Vacances au jardin d’Éden
Extrait d’un roman coup de poing.
«Elle allait bien, ma vie, à cette époque. Aux abords de la quarantaine, je pouvais jeter un regard satisfait sur les décennies de dur labeur qui m’avaient emmené vers un confort matériel appréciable, une stabilité à laquelle j’aspirais depuis longtemps. Ma carrière de consultant en finances m’apportait un prestige certain ; je vivais dans une belle maison, conduisais une voiture décente, les factures étaient payées à temps, et si j’avais les moyens de prendre des vacances en famille, le temps néanmoins me manquait pour en profiter.
J’avais épousé une femme formidable et eu avec elle trois enfants, ma foi, normaux ; deux filles et un garçon. Eux s’amusaient follement, une fois l’an, au bord de la mer. De l’hôtel, ils me téléphonaient tous les soirs. Seul à la maison après de longues journées au bureau, j’attendais leur appel impatiemment. Leurs voix chantantes étaient un baume. Je dormais toujours mieux après que mes enfants m’avaient communiqué un peu de leur bonheur d’être en congé. C’était tout ce que je pouvais m’offrir avec mon horaire chargé : du repos par procuration. Dans mon réseau professionnel, clients et collègues applaudissaient mon zèle. Au terme de chacune de mes semaines de soixante-dix heures de travail, parfois plus même, je me délectais de leur admiration.
Oui, ma vie allait bien à cette époque. N’importe quel regard extérieur l’aurait confirmé. Et un jour, me disais-je, un jour j’aurais plus, j’aurais mieux. Je pourrais me reposer et jouir du fruit de mes efforts. Un jour, les enfants seraient grands, et ma femme et moi partirions faire le tour du monde en voilier, ou achèterions une maison de campagne où couler d’heureux jours, en toute tranquillité.
C’est au moment précis où cette idée s’installait durablement dans mon esprit que j’entendis pour la première fois une voix bien réelle, trop réelle, s’adresser à moi sur un ton à la fois rieur et péremptoire.

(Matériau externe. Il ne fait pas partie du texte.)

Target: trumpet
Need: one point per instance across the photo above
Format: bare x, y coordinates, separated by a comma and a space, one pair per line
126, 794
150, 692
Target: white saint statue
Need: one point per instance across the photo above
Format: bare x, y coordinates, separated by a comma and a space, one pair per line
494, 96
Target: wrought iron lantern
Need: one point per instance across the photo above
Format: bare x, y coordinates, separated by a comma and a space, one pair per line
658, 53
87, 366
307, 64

C’était un soir humide du début de l’été. J’en étais à la moitié de ma promenade nocturne quotidienne. Quelques semaines auparavant, mon médecin m’avait recommandé de marcher tous les soirs après le souper, afin de diminuer le risque de développer une cardiopathie. Le stress, dans ma vie, prenait apparemment plus de place que mon épouse dans notre lit…
À mi-parcours donc, dans l’obscurité de la rue endormie, me tirant de mes éternelles ruminations, une voix surgit de nulle part.

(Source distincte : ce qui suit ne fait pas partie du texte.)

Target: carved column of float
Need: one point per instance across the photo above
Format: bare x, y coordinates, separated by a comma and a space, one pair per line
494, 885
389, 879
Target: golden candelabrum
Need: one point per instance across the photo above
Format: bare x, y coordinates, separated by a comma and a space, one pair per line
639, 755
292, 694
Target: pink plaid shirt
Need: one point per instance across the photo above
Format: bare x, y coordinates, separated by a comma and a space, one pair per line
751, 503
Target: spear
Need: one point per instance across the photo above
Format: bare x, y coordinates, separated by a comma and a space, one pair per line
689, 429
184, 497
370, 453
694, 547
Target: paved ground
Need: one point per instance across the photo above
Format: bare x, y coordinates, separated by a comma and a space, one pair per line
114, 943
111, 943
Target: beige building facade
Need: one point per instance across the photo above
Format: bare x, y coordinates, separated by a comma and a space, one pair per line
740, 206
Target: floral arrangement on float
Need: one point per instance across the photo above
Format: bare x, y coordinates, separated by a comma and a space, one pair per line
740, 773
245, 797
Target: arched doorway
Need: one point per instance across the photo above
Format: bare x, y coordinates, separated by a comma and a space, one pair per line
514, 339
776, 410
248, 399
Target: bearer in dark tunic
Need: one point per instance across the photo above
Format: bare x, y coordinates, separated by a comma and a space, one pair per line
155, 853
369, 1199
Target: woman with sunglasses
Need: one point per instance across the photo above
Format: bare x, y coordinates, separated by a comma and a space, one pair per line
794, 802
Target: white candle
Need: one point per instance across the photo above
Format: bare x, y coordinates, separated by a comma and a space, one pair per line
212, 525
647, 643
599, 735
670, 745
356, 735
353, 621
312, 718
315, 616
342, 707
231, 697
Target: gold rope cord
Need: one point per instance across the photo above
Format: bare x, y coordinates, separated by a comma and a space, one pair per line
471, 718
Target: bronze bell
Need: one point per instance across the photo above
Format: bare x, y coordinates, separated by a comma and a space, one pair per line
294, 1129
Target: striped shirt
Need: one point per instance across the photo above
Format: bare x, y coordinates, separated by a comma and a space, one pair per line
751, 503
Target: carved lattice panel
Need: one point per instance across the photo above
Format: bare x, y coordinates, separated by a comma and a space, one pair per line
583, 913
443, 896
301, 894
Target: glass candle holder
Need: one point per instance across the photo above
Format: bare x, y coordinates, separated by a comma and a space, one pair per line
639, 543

– Vous êtes incroyable ! cracha l’inconnu, un rire narquois dissimulé sous ses mots.
Je tournai la tête d’un côté, puis de l’autre.
– Qui est là ? !
Silence. Pas un froissement de vêtement, pas un bruit de pas, pas une respiration, que la mienne qui s’accélérait.
– Et vous vous targuez, reprit la voix méprisante, d’être doté de la capacité de penser…
Cette fois je distinguai une forme sur le trottoir. Quelqu’un se tenait là, dans le noir. Une étrange lueur se dégageait de sa silhouette floue. Il m’apparut que c’était un homme de petite taille portant une robe de moine. Mais peut-être que j’invente ; mes souvenirs de ce moment, si intenses, ont eu bien le temps de se déformer. Étrangement, je n’avais pas vraiment peur. J’étais plongé si profondément dans mes pensées, cloîtré si hermétiquement dans ma tête que cette apparition semblait appartenir à mon terrain de jeu mental, non au monde réel. J’ai cru que j’avais moi-même créé ce personnage de science-fiction.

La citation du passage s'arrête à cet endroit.